Aggregation of raw scores into the mean and a confidence interval.

Functions

source log_scores(dataset_name: str, metric_configs: list[MetricConfig], scores: list[dict[str, float]], model_id: str)ScoreDict

Log the scores.

Parameters

  • dataset_name : str

    Name of the dataset.

  • metric_configs : list[MetricConfig]

    List of metrics to log.

  • scores : list[dict[str, float]]

    The scores that are to be logged. This is a list of dictionaries full of scores.

  • model_id : str

    The full Hugging Face Hub path to the pretrained transformer model.

Returns

  • ScoreDict A dictionary with keys 'raw_scores' and 'total', with 'raw_scores' being identical to scores and 'total' being a dictionary with the aggregated scores (means and standard errors).

source aggregate_scores(scores: list[dict[str, float]], metric_config: MetricConfig)tuple[float, float]
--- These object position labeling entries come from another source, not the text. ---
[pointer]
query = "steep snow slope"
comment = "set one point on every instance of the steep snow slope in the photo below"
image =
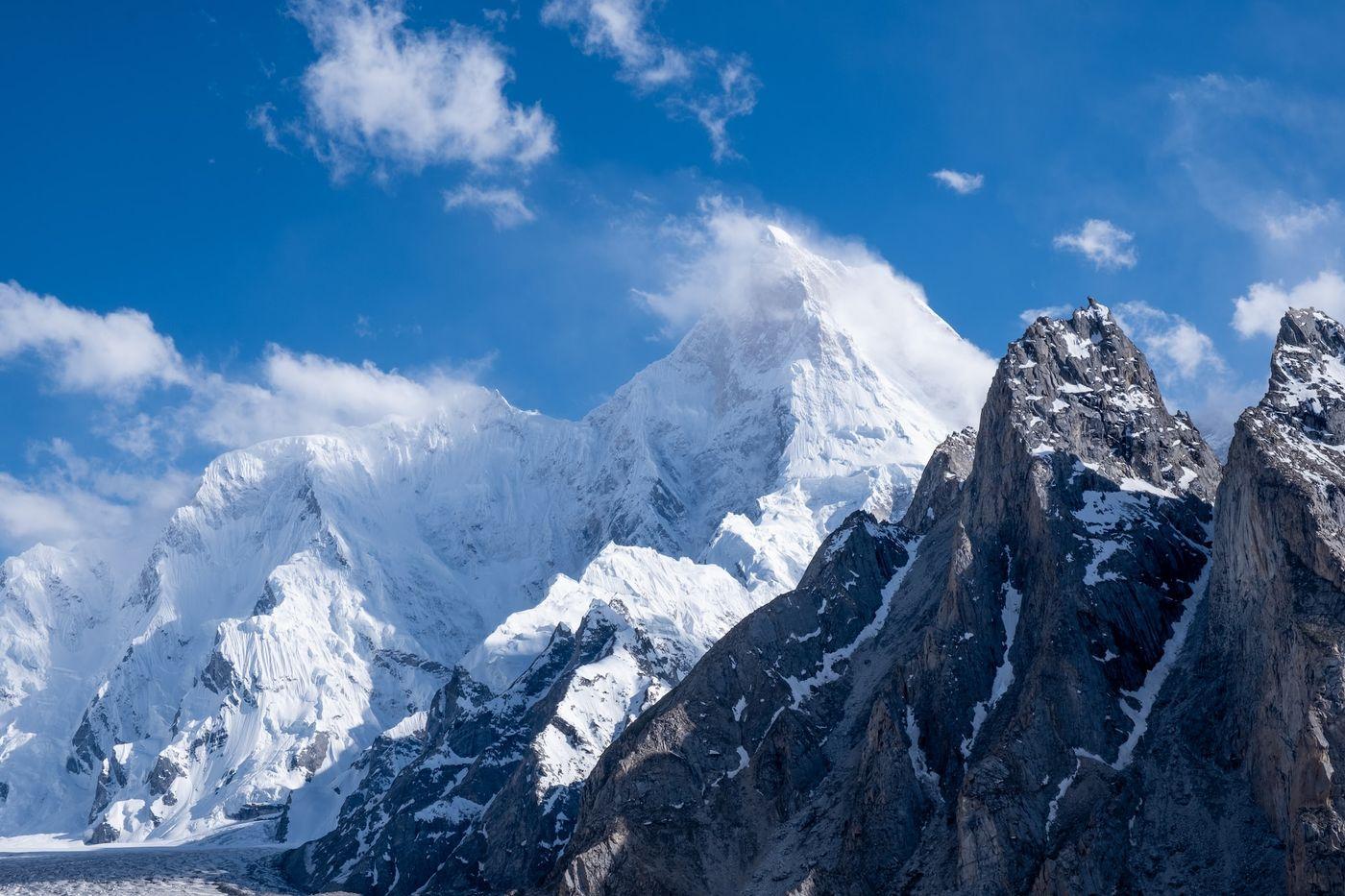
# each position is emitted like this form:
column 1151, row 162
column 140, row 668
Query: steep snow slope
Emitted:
column 941, row 702
column 510, row 767
column 58, row 631
column 318, row 590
Helper function to compute the mean with confidence intervals.

Parameters

  • scores : list[dict[str, float]]

    Dictionary with the names of the metrics as keys, of the form "_", such as "val_f1", and values the metric values.

  • metric_config : MetricConfig

    The configuration of the metric, which is used to collect the correct metric from scores.

Returns

  • tuple[float, float] A pair of floats, containing the score and the radius of its 95% confidence interval.